How dare he change the symbols for evil used by Christianity for hundreds of years and iconoclasticize them into order, truth, and peace?  He did dare, in a small, powerful, prescient novel published in 1953–Childhood’s End–, taking place in the year 19–.  In 1968 came 2001: A Space Odyssey–filled with myth, archetypes, rituals–and IBM and HAL.  An odyssey by the master artisan who writes a sequel to Homer’s story of the wanderer.  Then, among others, Rendezvous with Rama (1972); 2010: Odyssey Two (1982); and 3001: The Final Odyssey (1997).

Arthur C. Clarke opens up the possibilities of gaining or losing: souls or history, in speculative fiction in the spirit of Jonathan Swift.  He writes of trade-offs for survival.  He speculates upon the worlds of peace, the new/next Golden Age.
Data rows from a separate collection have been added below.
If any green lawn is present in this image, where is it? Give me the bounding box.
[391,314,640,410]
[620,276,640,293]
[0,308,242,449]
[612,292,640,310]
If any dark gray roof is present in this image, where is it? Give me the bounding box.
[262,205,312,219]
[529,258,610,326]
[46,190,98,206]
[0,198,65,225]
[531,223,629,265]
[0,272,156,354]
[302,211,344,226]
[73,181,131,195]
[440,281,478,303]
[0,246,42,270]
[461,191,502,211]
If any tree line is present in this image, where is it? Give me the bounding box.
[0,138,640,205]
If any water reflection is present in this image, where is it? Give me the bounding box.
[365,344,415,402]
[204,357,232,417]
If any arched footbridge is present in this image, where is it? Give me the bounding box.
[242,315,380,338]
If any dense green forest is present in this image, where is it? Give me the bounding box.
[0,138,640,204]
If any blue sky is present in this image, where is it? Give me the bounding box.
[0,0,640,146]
As much as Milton or Bosch, he has a vision.  But he is sometimes, not unlike Teilhard de Chardin, showing evolution continuing, not stopping with the human, which may be a missing link.  Man is moving toward the Omega Point.

One looks to Clarke–SERIOUSLY–for metamorphosis, for mysticism, for the awareness of the fragile beauty surrounding [us] earthlings.